07 April 2015 14:28:25 IST

Rankings aren't top priority while opting a B-school: GMAC

School websites, and friends and family are reliable sources of information

Students don't consider B-school rankings the most important criteria while selecting a school, according to the Graduate Management Admission Council’s (GMAC) 2015 Prospective Students Survey Report.

The survey of nearly 12,000 registrants on GMAC’s mba.com website shows published rankings do influence candidates’ school choices but is overall only the third most consulted information resource. For prospective students, school websites, and friends and family are reliable sources of information.

More than half the prospective students (52 per cent) seek to study outside their country of citizenship. The top 10 preferred study destinations worldwide are the US, United Kingdom, Canada, France, India, Hong Kong, Germany, Singapore, Netherlands, and Australia.

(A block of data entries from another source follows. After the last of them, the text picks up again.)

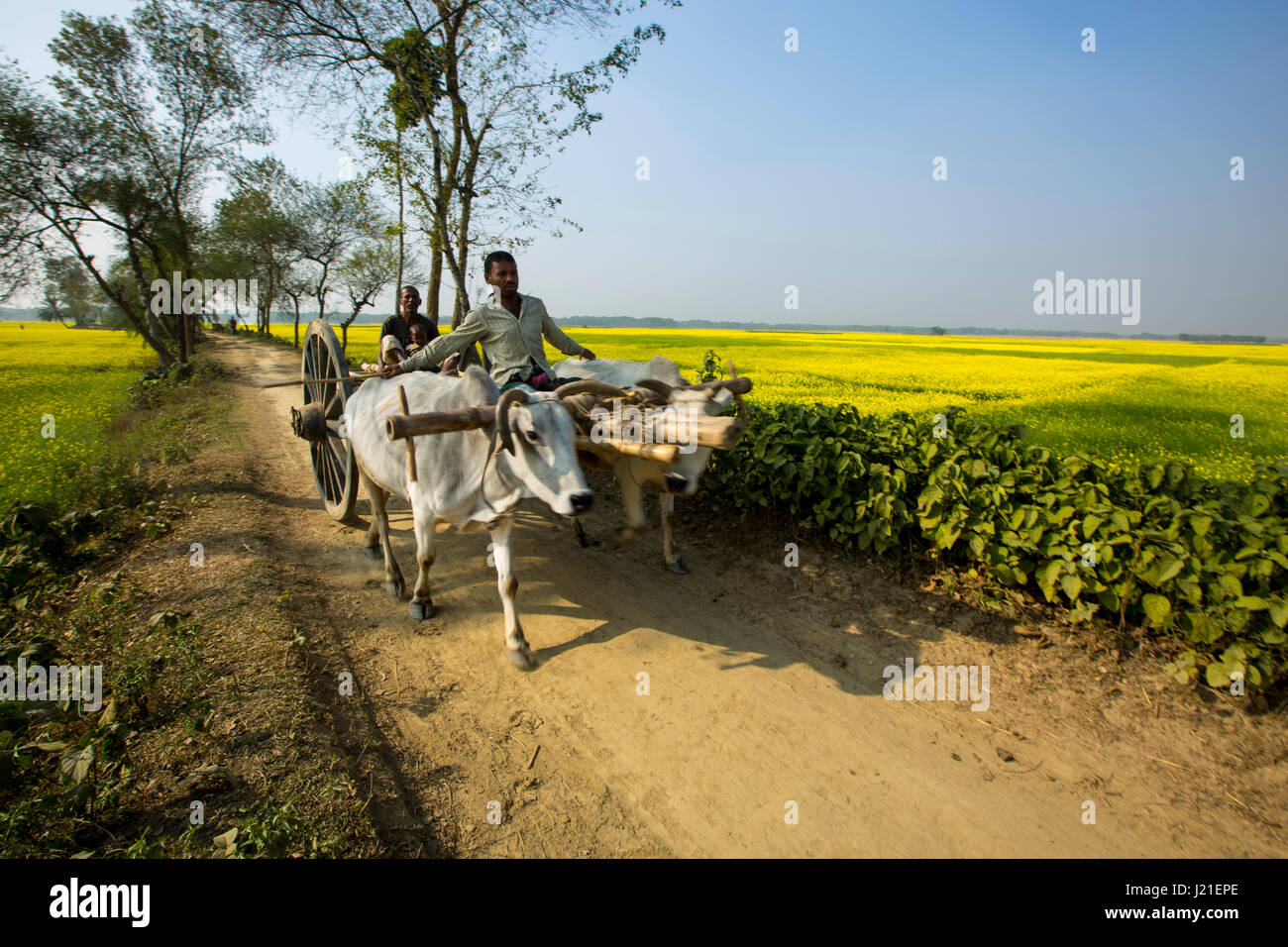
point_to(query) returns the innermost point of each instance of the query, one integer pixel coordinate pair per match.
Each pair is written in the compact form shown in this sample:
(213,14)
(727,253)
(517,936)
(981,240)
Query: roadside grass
(192,699)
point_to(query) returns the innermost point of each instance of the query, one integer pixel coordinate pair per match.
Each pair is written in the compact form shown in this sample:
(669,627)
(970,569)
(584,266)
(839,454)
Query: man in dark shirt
(408,315)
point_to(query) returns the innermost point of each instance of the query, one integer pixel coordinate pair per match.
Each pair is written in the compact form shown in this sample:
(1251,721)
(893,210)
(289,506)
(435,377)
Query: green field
(77,377)
(1126,401)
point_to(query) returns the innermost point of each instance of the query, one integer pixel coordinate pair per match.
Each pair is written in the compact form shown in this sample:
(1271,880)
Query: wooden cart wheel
(334,467)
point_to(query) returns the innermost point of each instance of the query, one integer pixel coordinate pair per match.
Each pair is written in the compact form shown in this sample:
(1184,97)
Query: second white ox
(459,480)
(684,475)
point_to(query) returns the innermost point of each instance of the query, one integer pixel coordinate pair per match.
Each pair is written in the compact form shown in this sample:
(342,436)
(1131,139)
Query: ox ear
(478,386)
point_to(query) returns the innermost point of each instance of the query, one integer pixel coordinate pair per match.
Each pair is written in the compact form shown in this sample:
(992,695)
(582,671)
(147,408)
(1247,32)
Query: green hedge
(1168,551)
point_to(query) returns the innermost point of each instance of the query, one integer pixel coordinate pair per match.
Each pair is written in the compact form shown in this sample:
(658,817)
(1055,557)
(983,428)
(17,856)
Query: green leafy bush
(1155,547)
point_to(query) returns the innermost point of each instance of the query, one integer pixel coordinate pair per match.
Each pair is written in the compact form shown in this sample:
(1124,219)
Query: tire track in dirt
(758,697)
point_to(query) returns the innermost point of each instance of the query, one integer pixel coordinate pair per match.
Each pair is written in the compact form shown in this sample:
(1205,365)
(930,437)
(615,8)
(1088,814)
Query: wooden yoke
(438,421)
(665,454)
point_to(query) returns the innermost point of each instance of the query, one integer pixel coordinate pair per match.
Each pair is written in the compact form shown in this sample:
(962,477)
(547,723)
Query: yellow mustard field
(59,388)
(1127,401)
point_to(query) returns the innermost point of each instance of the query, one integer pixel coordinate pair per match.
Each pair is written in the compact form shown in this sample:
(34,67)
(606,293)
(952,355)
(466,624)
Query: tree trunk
(400,244)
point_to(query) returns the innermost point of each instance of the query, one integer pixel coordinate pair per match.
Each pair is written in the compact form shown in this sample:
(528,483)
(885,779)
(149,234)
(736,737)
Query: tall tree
(366,273)
(65,291)
(145,114)
(467,73)
(333,219)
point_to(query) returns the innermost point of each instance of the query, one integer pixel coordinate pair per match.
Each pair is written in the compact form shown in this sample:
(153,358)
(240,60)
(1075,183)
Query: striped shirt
(511,344)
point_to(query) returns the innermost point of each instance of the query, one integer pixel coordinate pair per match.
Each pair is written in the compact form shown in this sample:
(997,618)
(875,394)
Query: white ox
(631,474)
(459,480)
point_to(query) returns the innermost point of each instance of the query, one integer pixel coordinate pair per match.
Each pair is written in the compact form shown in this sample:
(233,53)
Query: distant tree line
(450,102)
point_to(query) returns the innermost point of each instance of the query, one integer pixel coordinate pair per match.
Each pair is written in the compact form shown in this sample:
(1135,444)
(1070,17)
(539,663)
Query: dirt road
(764,694)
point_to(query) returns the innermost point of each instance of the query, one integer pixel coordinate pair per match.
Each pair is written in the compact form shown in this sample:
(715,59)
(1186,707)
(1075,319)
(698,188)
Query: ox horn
(502,415)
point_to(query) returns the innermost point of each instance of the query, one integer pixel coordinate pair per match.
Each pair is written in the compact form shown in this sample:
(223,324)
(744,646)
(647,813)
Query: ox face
(545,457)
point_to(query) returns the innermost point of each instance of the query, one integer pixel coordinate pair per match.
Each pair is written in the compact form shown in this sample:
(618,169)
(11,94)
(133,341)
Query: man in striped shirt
(510,329)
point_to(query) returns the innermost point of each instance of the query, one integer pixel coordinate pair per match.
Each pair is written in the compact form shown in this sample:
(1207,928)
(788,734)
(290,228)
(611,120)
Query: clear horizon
(812,169)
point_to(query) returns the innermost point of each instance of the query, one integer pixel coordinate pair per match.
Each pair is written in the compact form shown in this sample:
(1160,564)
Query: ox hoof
(523,659)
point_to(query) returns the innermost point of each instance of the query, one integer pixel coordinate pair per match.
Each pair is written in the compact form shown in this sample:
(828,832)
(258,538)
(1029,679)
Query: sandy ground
(764,692)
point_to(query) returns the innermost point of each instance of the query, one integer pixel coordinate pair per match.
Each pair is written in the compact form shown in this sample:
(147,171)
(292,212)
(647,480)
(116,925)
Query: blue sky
(812,169)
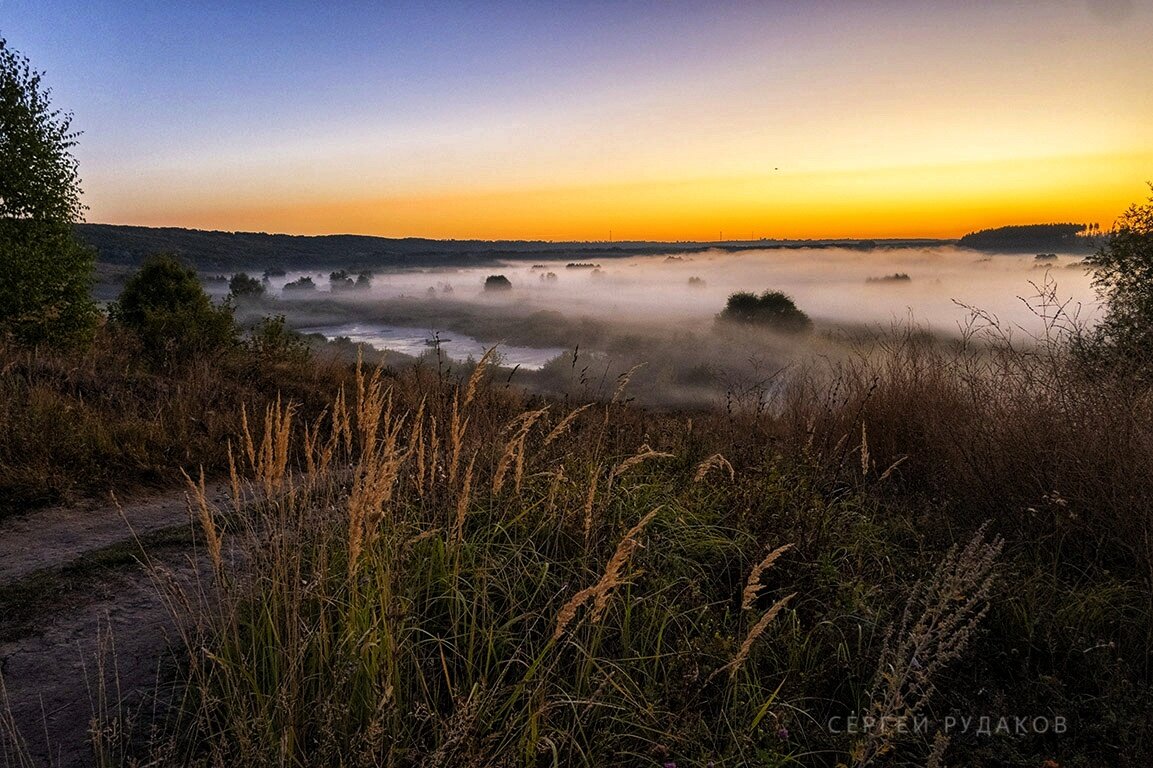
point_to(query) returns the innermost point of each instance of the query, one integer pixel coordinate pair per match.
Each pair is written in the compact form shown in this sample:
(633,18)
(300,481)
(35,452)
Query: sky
(627,120)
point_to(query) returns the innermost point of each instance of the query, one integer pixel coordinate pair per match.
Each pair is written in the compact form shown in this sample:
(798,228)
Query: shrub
(773,309)
(166,308)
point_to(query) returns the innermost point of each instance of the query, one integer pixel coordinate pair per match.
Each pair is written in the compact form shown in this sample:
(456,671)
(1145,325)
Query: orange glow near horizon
(944,201)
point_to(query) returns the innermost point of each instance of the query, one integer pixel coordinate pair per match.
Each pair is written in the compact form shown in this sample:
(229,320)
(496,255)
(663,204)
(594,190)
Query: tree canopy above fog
(1029,238)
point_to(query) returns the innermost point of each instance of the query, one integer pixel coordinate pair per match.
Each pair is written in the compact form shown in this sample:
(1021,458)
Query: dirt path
(54,537)
(74,607)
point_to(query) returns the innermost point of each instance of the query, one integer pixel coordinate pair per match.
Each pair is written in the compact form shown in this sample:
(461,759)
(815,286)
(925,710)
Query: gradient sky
(571,120)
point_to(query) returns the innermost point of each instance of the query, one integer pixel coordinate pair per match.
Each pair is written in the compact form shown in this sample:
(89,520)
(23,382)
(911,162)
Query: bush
(773,309)
(166,308)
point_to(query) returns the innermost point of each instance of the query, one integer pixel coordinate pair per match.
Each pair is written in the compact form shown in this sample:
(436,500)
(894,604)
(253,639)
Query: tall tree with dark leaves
(45,272)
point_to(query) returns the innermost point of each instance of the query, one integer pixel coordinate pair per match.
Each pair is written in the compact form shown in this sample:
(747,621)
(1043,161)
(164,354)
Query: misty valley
(556,317)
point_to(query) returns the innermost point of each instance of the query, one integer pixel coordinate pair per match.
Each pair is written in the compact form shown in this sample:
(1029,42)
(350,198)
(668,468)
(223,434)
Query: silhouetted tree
(1123,277)
(497,283)
(242,286)
(45,272)
(771,309)
(301,284)
(166,308)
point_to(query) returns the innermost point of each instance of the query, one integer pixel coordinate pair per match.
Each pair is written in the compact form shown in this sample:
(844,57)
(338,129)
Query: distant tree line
(1026,238)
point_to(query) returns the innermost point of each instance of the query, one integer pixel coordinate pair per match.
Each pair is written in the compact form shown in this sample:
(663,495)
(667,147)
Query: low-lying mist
(578,326)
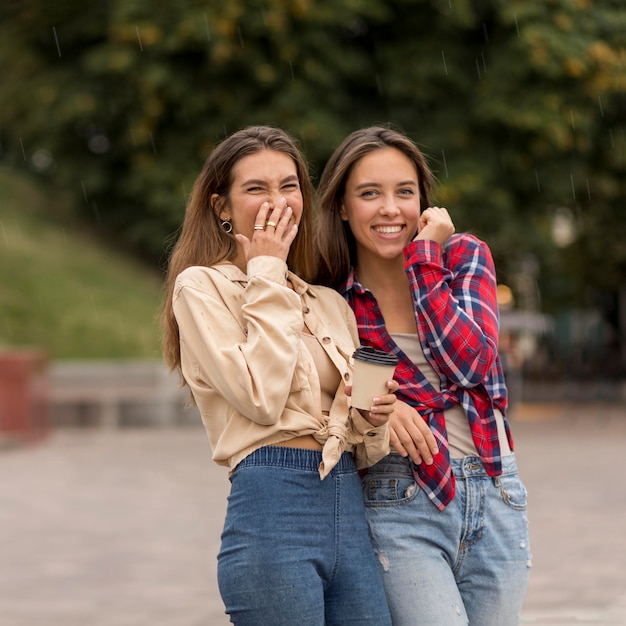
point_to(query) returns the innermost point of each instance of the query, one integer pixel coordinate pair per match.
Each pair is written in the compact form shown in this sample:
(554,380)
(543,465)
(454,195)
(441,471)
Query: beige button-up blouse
(249,370)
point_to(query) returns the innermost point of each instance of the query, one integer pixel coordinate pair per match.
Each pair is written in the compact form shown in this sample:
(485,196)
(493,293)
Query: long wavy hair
(335,243)
(202,239)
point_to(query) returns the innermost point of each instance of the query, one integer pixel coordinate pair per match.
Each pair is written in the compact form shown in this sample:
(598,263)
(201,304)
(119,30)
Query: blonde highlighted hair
(204,241)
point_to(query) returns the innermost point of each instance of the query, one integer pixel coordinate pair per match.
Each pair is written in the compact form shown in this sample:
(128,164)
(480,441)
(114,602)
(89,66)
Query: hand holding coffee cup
(372,369)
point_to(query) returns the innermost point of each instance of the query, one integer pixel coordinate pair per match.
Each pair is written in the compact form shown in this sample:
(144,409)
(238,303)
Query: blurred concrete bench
(115,393)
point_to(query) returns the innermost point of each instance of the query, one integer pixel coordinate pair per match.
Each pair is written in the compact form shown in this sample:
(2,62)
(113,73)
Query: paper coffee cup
(372,369)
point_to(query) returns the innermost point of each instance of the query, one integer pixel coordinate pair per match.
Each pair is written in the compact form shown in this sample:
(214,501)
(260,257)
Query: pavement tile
(122,528)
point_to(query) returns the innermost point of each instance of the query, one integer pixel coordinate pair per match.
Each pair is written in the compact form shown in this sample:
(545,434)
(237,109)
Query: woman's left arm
(456,305)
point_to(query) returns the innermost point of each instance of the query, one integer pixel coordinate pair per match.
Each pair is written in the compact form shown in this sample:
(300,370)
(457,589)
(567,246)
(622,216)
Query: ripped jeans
(465,565)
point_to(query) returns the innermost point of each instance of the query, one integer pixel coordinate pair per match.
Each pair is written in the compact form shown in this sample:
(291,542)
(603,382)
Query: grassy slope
(68,295)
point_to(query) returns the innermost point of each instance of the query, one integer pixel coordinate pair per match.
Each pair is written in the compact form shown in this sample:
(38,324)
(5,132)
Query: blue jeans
(296,549)
(467,564)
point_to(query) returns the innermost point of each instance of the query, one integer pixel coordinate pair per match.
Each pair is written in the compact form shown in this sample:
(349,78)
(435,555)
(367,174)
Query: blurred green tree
(520,106)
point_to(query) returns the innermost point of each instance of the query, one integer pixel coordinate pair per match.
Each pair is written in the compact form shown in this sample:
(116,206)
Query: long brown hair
(203,241)
(335,243)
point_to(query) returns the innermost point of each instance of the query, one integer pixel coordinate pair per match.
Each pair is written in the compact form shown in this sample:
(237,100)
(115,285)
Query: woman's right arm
(250,361)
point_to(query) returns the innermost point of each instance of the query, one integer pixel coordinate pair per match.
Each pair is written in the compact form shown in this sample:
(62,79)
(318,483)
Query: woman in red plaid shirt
(446,509)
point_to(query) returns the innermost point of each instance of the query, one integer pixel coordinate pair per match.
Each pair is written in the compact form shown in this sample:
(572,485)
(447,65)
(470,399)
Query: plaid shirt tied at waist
(456,313)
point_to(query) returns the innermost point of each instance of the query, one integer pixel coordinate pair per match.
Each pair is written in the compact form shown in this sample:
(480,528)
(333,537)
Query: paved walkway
(122,528)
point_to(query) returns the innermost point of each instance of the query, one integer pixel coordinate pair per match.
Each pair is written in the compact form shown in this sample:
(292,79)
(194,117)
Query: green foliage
(66,294)
(519,106)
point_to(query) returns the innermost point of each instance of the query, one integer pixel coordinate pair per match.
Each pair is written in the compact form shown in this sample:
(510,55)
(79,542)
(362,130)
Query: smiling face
(381,203)
(265,176)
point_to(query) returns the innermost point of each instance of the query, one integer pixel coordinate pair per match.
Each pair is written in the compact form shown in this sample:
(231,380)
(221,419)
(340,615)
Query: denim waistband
(295,458)
(467,467)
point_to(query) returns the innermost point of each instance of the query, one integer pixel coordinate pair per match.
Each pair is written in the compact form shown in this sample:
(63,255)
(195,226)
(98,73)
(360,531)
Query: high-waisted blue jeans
(296,549)
(467,564)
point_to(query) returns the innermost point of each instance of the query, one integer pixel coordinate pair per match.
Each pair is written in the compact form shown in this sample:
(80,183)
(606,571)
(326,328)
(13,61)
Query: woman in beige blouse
(267,358)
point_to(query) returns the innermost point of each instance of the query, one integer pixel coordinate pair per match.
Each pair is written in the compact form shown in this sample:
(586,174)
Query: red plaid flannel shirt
(456,312)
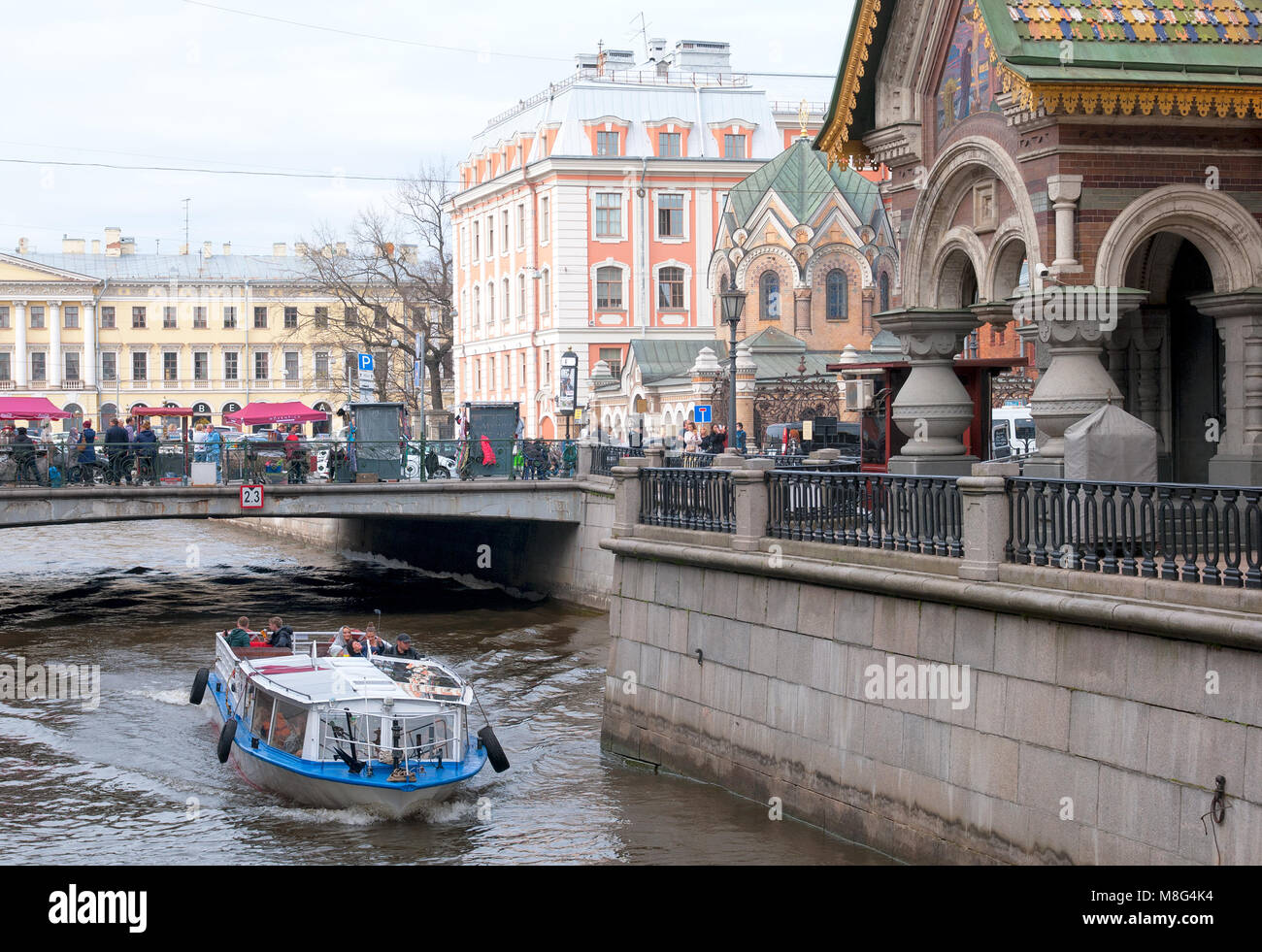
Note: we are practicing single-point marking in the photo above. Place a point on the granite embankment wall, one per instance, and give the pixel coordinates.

“Given the degree to which school rankings dominate the discussion, it is interesting that as their decision making progresses, students themselves say that rankings fall in importance,” said Gregg Schoenfeld, GMAC’s director of Management Education Research in a statement. An interesting finding focuses on aspiring entrepreneurs, with 28 per cent of survey respondents indicating that they plan to start their own businesses compared with 19 per cent just five years ago. Respondents in Africa (45 per cent), Latin America (44 per cent) and Central and South Asia including India (43 per cent) led this segment.

The report also reveals, even as business school portfolios of Masters programmes continue to diversify, MBA programmes are exclusively considered by half (52 per cent) of prospective students, globally.

Financial issues remain the most prominent reservation among all prospective students; 48 per cent of candidates say attending business school requires more money than they have available and 44 per cent are hesitant about taking on a large financial debt. Both of these figures have declined, however, since 2010.